Puget Sound Sees Positive Signs

By Alex Girda, Associate Editor The national market is still not looking great, but for Seattle there currently are several indications that it’s not looking that bad, either. The news this week indicates positive moves in the larger sectors of the [...]

The national market is still not looking great, but for Seattle there currently are several indications that it’s not looking that bad, either. The news this week indicates positive moves in the larger sectors of the market and a couple of interesting ways of dealing with the shortcomings of the by now well-known recession.

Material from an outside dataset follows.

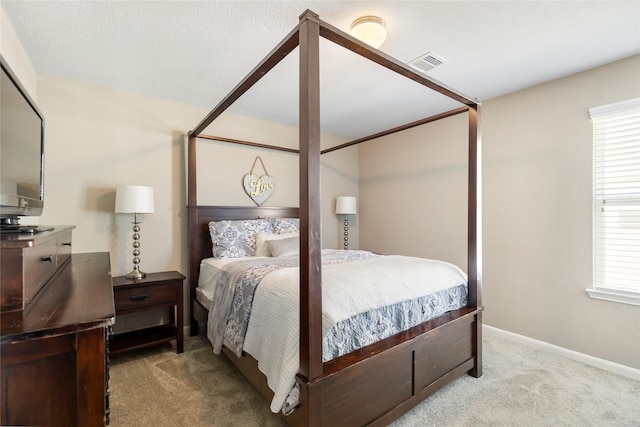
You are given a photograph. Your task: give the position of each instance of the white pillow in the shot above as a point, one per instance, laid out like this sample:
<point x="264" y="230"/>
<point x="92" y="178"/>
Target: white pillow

The first bit of real estate news comes from the commercial sector, where brokerage firm Kidder Matthews has landed a deal it will be very happy to close. The real estate firm is now handling marketing and leasing for the largest group of industrial properties the Puget Sound Area has to offer. The square footage is truly impressive, as it comprises 3.8 million square feet in the Kent Valley. The space is divided into 2.8 million square feet in Northwest Corporate Park, the largest industrial park in the Kent Valley, with the rest consisting of Kent North Corporate Park. Kidder Matthews representatives declared that they relish the opportunity of taking on such a large assignment.

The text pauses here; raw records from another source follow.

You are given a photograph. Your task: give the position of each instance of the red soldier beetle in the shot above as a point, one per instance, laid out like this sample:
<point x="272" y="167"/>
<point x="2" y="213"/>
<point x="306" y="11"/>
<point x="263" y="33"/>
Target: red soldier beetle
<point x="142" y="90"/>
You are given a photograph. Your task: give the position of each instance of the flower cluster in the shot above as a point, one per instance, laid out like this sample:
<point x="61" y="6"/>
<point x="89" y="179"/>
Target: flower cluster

Staying with office market news, a recent report by real estate firm Marcus & Millichap Real Estate Services placed Seattle as the fourth most improved office market in terms of vacancy at the national level. This impressive feat comes as a direct result of big office deals closed during past months, such as Russell Investments’ deal for more than 200,000 square feet in the former Washington Mutual headquarters in downtown Seattle. Amazon.com followed with big office deals even after its massive move into the new headquarters campus in South Lake Union.

By taking the 70,000 square feet in Columbia Center, Amazon.com declared its commitment to Seattle and improved absorption rates. Estimates for the following year also look very good, according to Marcus & Millichap, with a forecast of 1.3 million square feet to be taken into possession by the end of this year and a vacancy rate that will drop from a 20 percent to 14.6 percent .

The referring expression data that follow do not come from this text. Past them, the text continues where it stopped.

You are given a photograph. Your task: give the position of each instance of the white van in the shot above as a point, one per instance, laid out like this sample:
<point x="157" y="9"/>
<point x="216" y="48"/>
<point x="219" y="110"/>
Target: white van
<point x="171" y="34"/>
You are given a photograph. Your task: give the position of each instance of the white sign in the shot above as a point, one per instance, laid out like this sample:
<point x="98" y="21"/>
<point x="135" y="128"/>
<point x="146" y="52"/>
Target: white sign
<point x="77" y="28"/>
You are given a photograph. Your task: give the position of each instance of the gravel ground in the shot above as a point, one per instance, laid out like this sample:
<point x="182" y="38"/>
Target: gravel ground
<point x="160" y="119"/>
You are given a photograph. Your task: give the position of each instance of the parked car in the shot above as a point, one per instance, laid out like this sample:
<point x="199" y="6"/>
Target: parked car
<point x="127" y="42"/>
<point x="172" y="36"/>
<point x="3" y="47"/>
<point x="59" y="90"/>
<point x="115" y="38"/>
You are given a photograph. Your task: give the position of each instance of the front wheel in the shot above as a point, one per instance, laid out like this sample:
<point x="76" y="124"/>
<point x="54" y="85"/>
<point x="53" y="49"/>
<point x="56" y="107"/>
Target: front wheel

The residential market is also seeing activity, with Seattle developer Pine Street Group planning on breaking ground in the coming weeks on a high-rise apartment complex. The development, which will be set in the Denny Triangle, will be the largest downtown construction in about three-and-a-half years. Comprising two 24-story towers, the 654-unit development will be named the Sixth & Lenora Apartments. According to current figures, the project is slated to become the second-largest market-rate apartment community in a city that has recently begun a race to meet increasing demand for in-city rentals. The project will also have 18,000 square feet of retail space. It is scheduled for completion in February 2013.

Finally, an interesting way of dealing with empty storefronts has appeared out of the resourcefulness of Seattle-based owners and artists. The Storefronts Seattle program means artists get free rent and in return practically stage the spaces while on the market for potential tenants. It’s one of those serendipitous deals that make the recession look far less worse than it is.